O caso analisado envolveu uma ação de reintegração de posse ajuizada pela proprietária de um imóvel ocupado por uma pessoa que alegava ter recebido o bem por meio de doação verbal. Em primeira instância, o juízo rejeitou a alegação de doação e determinou a reintegração de posse em favor da autora da ação. A ocupante do imóvel recorreu da decisão, argumentando que a informalidade da doação ocorreu por desconhecimento da lei e que residia no local há muitos anos. Também alegou a aquisição do imóvel por usucapião.

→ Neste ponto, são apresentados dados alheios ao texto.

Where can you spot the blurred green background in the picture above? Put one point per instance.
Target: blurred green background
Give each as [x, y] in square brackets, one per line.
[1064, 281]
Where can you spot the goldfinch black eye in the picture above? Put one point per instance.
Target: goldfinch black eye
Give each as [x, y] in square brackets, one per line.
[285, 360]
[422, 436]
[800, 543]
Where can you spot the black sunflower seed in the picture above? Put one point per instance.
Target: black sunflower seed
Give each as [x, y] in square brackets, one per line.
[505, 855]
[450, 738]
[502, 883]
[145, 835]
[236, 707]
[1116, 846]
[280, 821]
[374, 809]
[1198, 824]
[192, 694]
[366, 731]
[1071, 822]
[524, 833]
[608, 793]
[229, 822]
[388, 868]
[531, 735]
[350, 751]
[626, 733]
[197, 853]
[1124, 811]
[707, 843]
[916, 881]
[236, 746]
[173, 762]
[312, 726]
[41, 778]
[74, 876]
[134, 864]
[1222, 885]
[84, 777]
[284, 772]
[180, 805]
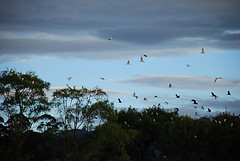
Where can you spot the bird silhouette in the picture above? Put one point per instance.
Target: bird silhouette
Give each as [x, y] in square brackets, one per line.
[213, 95]
[134, 94]
[228, 93]
[119, 101]
[178, 96]
[194, 101]
[110, 38]
[176, 109]
[217, 79]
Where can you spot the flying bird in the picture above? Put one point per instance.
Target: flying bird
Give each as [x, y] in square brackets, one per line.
[178, 96]
[228, 93]
[217, 79]
[141, 60]
[194, 101]
[213, 95]
[110, 38]
[119, 101]
[134, 94]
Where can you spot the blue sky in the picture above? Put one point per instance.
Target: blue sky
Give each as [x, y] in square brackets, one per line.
[59, 39]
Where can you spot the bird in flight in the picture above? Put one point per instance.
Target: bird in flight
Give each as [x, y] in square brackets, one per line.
[228, 93]
[194, 101]
[213, 95]
[134, 95]
[217, 79]
[110, 38]
[119, 101]
[176, 109]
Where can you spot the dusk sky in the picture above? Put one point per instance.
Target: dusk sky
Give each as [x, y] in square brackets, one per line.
[58, 39]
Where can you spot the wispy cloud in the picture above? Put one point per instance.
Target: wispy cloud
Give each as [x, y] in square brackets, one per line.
[60, 28]
[183, 82]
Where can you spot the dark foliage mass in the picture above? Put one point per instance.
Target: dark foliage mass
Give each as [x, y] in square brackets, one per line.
[88, 128]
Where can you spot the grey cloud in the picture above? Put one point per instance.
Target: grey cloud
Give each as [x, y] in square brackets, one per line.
[133, 23]
[182, 82]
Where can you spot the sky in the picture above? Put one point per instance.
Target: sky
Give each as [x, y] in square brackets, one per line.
[58, 39]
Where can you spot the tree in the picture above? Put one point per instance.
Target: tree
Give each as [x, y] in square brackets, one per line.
[75, 108]
[24, 100]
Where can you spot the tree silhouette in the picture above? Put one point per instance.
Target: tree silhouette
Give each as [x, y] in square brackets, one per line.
[24, 100]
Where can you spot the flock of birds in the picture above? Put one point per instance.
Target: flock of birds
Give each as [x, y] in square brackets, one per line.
[195, 103]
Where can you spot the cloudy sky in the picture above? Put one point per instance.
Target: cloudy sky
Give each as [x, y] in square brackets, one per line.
[69, 38]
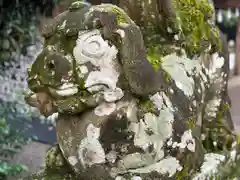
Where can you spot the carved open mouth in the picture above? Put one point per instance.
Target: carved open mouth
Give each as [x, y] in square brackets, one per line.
[64, 90]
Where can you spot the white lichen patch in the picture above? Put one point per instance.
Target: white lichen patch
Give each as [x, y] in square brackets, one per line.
[52, 118]
[72, 160]
[157, 100]
[212, 108]
[111, 156]
[67, 89]
[136, 178]
[106, 77]
[132, 112]
[178, 67]
[83, 69]
[113, 95]
[134, 161]
[105, 109]
[187, 141]
[210, 165]
[216, 63]
[168, 165]
[90, 150]
[154, 130]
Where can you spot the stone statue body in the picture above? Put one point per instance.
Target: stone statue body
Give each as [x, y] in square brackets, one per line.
[118, 117]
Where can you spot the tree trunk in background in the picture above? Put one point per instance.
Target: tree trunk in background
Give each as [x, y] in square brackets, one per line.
[238, 49]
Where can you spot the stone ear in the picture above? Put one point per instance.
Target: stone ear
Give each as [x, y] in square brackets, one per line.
[31, 100]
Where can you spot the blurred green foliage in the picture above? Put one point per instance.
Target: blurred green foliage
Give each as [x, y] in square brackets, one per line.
[19, 20]
[10, 144]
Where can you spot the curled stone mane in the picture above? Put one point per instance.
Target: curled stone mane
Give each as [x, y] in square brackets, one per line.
[129, 106]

Ao relatar o recurso, o juiz convocado Rosalvo Augusto Vieira da Silva destacou que a ausência de escritura pública torna a suposta doação juridicamente inexistente. “A doação de bem imóvel deve ser formalizada por escritura pública, conforme determina o artigo 541 do Código Civil. A inexistência desse documento inviabiliza o reconhecimento do ato jurídico”, afirmou.
O magistrado também ressaltou que o depoimento pessoal da parte ré, colhido em audiência, contrariou a tese de doação, ao reconhecer que o imóvel pertencia à autora da ação: “A ré afirmou saber que a casa é da autora, mas considerava justo um acordo de divisão. Tal declaração é incompatível com o alegado animus donandi (intenção de doar)”.
Segundo o relator, a permanência da ré no imóvel ocorreu por mera tolerância da proprietária, sem que isso configurasse qualquer direito real. Diante disso, o colegiado manteve integralmente a sentença de primeiro grau, negando provimento ao recurso.
Além da reintegração de posse, a ocupante foi condenada ao pagamento de aluguéis, a título de perdas e danos, a partir do momento em que ficou caracterizado o esbulho possessório — isto é, a manutenção da posse contra a vontade expressa da proprietária.
Processo 0500499-45.2019.8.05.0001
Com base em matéria publicada pelo Conjur.